I saw a group of four people: an elderly woman, soberly but expensively dressed, a girl of about Ariadne’s age, a small boy and, oddly, a burly man in the uniform of a Russian naval rating. Two shop assistants were hovering around them, and a personage who looked like Mr Watkin himself – if he existed – was also on hand. The boy was choosing a toy. Watkin’s had a whole corner of the shop devoted to English toys of one sort or another, the names of which I recognized from my brother Alec’s conversation: Meccano, Bassett and Hornby – magic names to toy railway enthusiasts. Behind the group a shelf was stacked with jigsaw puzzles and English children’s annuals. The boy was choosing a railway engine. I saw him studying the one he held with close care, running one finger delicately over its outline. He was dressed in sailor’s uniform too; it was fashionable for boys then, and for girls also, for that matter. But I did not fall into any confusion about the relationship between the boy and the man, which was clearly that of master and servant; there was plainly a great social gulf between them.

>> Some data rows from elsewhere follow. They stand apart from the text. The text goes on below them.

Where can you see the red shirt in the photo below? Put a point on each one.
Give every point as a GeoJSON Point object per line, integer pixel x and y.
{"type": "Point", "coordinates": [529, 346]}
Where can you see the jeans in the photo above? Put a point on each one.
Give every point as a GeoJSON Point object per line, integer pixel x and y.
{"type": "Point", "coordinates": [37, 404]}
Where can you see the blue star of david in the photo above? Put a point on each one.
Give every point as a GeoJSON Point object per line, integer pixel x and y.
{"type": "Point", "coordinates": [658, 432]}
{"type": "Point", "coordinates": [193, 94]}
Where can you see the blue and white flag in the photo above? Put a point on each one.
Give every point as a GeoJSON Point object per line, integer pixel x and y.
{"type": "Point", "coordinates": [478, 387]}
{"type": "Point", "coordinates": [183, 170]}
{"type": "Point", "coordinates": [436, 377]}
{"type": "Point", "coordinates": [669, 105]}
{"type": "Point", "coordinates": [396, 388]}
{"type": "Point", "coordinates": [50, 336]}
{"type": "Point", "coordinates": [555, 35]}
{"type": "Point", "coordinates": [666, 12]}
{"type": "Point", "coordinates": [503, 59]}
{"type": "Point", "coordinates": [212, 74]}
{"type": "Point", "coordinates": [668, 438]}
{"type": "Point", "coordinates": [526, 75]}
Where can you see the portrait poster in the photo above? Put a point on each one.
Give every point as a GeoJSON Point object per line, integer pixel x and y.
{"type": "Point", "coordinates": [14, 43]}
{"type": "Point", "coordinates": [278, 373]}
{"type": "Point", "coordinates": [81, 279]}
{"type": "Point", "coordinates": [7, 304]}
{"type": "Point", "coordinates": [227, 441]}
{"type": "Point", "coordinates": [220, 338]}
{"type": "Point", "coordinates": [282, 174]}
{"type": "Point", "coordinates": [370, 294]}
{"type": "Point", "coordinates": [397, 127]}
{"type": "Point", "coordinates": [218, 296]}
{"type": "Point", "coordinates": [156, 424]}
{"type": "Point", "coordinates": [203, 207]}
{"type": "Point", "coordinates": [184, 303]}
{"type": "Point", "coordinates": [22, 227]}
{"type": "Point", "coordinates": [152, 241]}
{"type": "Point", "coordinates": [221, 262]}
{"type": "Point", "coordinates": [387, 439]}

Ariadne put her hand on my arm as if to make sure my attention was directed to them. ‘It’s the Tsarevitch and one of his sisters,’ she whispered.

I looked with interest. ‘Which Grand Duchess?’

‘I’m not sure. The next to eldest, I think, Tatiana. They all have the family face and look alike.’

‘The boy’s different,’ I said.

‘Yes.’ She hesitated. ‘There’s been a lot of – well – talk. They say there’s something wrong with him, that he’s lame or something.’

‘He looks delicate, but normal enough,’ I said. ‘He’s not a cripple.’

‘Still, he often does not walk, the sailor carries him’

‘He’s walking now.’ And indeed as we watched the boy ran along the display of toys, eagerly pointing something out to his sister.

‘Yes, I think that must be the Grand Duchess Tatiana,’ observed Ariadne appraisingly; the girl was, after all, her contemporary, she was forming a judgement of her. ‘Not pretty, really, in spite of what they say, but has a nice expression. Olga, the eldest, she’s called a beauty, but of course one has to say that of Grand Duchesses. The other two are just little girls.’

The brother and sister were studying a book together, the boy pointing something out in an eager way. To me there was something touching about his lively fragility, as if boyishness and enthusiasm would prevail in a weak body. He had a small dog with him, a liver-and-white King Charles spaniel, and as I watched I saw him lean down and give it an affectionate pat. When the dog leapt up eagerly, banging against his young master, the sister ordered the sailor to pick the animal up and carry it. ‘None of your animals are trained, Alexei,’ I heard.

The little group moved down the shop, with the other customers politely standing aside. There was no great fuss, no curtseys, although those gentlemen closest to the party took off their hats; but the shop was very quiet as if noise would somehow have been lése majesté. They came close enough for me to see that the girl was wearing a little bunch of lily-of-the-valley pinned to her jacket, and to smell their scent. She held her brother’s hand and stared straight ahead, almost too shy to acknowledge the weight of all the attention focused on her. Her brother, on the other hand, smiled cheerfully all around. To him, at that moment, the world was good. But he was very slender and fine-drawn compared with the robust solidity of my Alec.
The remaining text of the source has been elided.